Carbohydrates and Fats

Carbohydrates are involved in several important bodily processes, including energy supply, glycemia control, insulin metabolism, cholesterol and triglyceride metabolism (Slavin and Carlson, 2014; Holesh et al., 2020), as well as maintenance of the gut microbiome’s health and diversity (Turnbaugh and Gordon, 2009). They are mainly found in whole-grain foods (Plecas et al., 2014) and also in fruits, vegetables, and milk products (Slavin and Carlson, 2014; Holesh et al., 2020). Carbohydrates are classified into three main categories: sugars (i.e., simple sugars like mono- or disaccharides and complex sugars like oligo- and polysaccharides), starches (i.e., complex polysaccharides made of several glucose molecules produced by plants), and fibers (i.e., non-digestible complex carbohydrates) (Slavin and Carlson, 2014; Holesh et al., 2020). Carbohydrates act as the main energy source for maintaining pregnancy and lactating processes, the offspring’s growth and development (Plecas et al., 2014; Martin et al., 2016), as well as milk production (Ares Segura et al., 2016; Martin et al., 2016) (see Table 2).
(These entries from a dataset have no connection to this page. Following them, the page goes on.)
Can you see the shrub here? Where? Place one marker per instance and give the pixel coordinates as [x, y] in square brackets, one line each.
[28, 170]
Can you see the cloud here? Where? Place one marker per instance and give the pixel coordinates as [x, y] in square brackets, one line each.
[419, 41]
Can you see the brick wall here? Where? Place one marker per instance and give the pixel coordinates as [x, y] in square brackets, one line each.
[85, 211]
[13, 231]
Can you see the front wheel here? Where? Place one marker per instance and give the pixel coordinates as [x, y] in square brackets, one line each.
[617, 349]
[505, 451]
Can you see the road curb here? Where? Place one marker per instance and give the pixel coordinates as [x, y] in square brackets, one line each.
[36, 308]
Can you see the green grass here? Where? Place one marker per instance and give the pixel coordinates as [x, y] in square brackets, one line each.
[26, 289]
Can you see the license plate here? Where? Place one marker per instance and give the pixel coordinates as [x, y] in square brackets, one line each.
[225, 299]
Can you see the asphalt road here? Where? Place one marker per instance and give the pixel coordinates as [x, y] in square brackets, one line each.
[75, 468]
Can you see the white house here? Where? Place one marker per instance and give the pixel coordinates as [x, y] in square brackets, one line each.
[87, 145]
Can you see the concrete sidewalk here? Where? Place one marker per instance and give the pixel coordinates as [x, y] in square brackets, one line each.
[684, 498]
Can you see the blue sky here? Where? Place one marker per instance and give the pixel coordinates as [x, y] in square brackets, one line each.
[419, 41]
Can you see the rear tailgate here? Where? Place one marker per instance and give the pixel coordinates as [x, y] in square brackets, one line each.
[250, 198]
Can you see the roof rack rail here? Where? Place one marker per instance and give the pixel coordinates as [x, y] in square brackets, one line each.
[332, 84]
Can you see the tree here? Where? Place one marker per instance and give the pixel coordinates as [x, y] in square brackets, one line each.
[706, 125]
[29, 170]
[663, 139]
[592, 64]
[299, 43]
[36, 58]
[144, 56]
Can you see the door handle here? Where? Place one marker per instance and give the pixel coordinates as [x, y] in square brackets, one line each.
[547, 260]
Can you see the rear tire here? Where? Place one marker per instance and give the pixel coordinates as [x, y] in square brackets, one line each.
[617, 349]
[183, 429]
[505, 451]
The type of carbohydrate has been shown to determine different inflammatory properties. In fact, meta-analysis looking at high-sensitivity C-reactive protein (CRP) and interleukin (IL)-6, which are inflammatory signals of the immune system, in human participant from countries across the world, have revealed a significant correlation between fiber intake and an anti-inflammatory effect, whereas whole grain was associated with an increase of inflammatory markers (Buyken et al., 2014).

Dietary recommendations for global fat intake, both saturated and unsaturated, are mainly addressed to non-pregnant women. While dietary recommendations have been made for certain essential fatty acids, α-linolenic acid (n-6 PUFA) and linoleic acid (n-3 PUFA) in particular, which are needed more in pregnancy (see Table 1) (Mousa et al., 2019), special considerations need to be taken in terms to quantity, as well as type of fats consumed during pregnancy.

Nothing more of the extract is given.